The goal of Nevada Health Centers’ Mammovan is to make mammography services accessible and convenient for women by visiting locations across Nevada. These screenings are primarily for women age 40 and older; however, screenings will be provided to those younger than 40 that have a physician referral.

The Mammovan will be stopping in Ely soon. Women wanting to take advantage of this valuable service should call 1-877-581-6266 to make an appointment for one of the following dates: Aug. 9, 9 a.m.–3 p.m. Parked by the Duck Pond off of 10th, between Campton and Clark

Acceptable methods of payment: Medicare, Medicaid, Women’s Health Connection (WHC), Sliding Fee Scale. Most major insurances: Yearly Preventive Screening are covered under most insurances, however, verify your coverage prior to your appointment to assure the Mammovan is an accepted provider. Individuals not covered by health insurance may qualify for a “no charge” screening.

For an appointment, call Nevada Health Centers Mammovan 877-581-6266, www.nvhealthcenters.org/services/mammovan. NVHC’s mission is to provide access to quality healthcare services throughout Nevada. They accept most insurance plans, Medicaid and Medicare.

Nevada Health Centers (NVHC) operates the Mammovan, a mobile mammography van that provides convenient access to mammography services to women. The Mammovan began operations in 2000, and was initially made possible by a grant secured by former Congressman John Ensign and former First Lady of Nevada, Dema Guinn. NVHC has been able to continue to operate the Mammovan thanks to generous donors and grant funding.
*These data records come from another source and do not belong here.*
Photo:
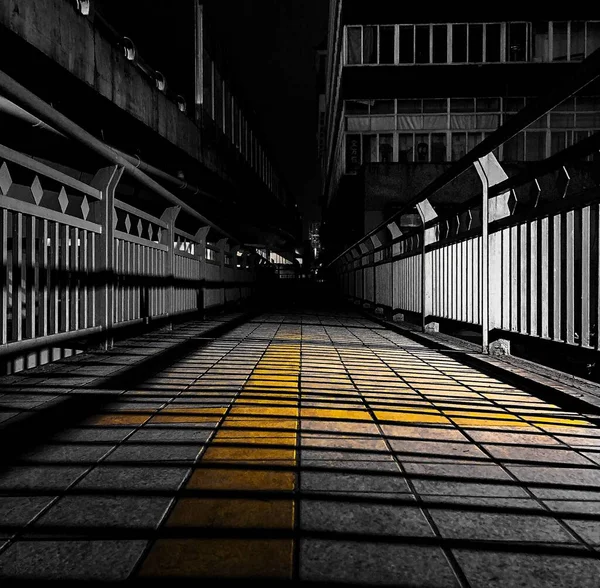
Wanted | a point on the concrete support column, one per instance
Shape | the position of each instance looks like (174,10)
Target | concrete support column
(169,216)
(103,213)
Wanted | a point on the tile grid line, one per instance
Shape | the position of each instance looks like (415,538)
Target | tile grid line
(455,567)
(545,508)
(553,514)
(61,494)
(195,464)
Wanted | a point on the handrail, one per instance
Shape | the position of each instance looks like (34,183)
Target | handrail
(20,159)
(586,73)
(26,99)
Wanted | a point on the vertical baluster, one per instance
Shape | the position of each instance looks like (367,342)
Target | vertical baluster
(18,277)
(127,261)
(64,269)
(585,276)
(569,237)
(557,281)
(545,277)
(74,279)
(55,263)
(514,278)
(533,278)
(93,270)
(44,279)
(84,273)
(32,278)
(4,229)
(505,269)
(523,278)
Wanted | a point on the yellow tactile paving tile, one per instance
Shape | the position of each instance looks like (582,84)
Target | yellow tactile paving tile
(117,419)
(189,415)
(240,479)
(228,558)
(233,513)
(410,417)
(260,429)
(329,414)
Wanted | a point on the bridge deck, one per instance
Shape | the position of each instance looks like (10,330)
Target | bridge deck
(317,447)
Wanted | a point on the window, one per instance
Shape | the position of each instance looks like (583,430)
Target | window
(517,41)
(462,105)
(440,44)
(535,145)
(438,147)
(386,148)
(541,42)
(409,106)
(207,88)
(559,41)
(422,44)
(475,43)
(370,44)
(406,44)
(459,43)
(369,149)
(593,37)
(577,40)
(383,107)
(354,46)
(357,107)
(492,42)
(434,105)
(459,146)
(405,147)
(386,49)
(227,125)
(422,145)
(218,108)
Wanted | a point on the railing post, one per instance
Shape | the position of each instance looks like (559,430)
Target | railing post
(106,180)
(222,244)
(427,213)
(491,173)
(169,216)
(200,236)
NVHC is proud to announce that it is one of six organizations to receive a grant from the Prevent Cancer Foundation. The grant was awarded in support of the Mammovan Program and will be used to meet the mammography screening needs of women throughout Nevada. The Prevent Cancer Foundation received 80 applications from organizations around the country for the 2015 grants cycle, and awarded programs that focus on prevention or early detection when it is more treatable, as well as, providing access to underserved communities.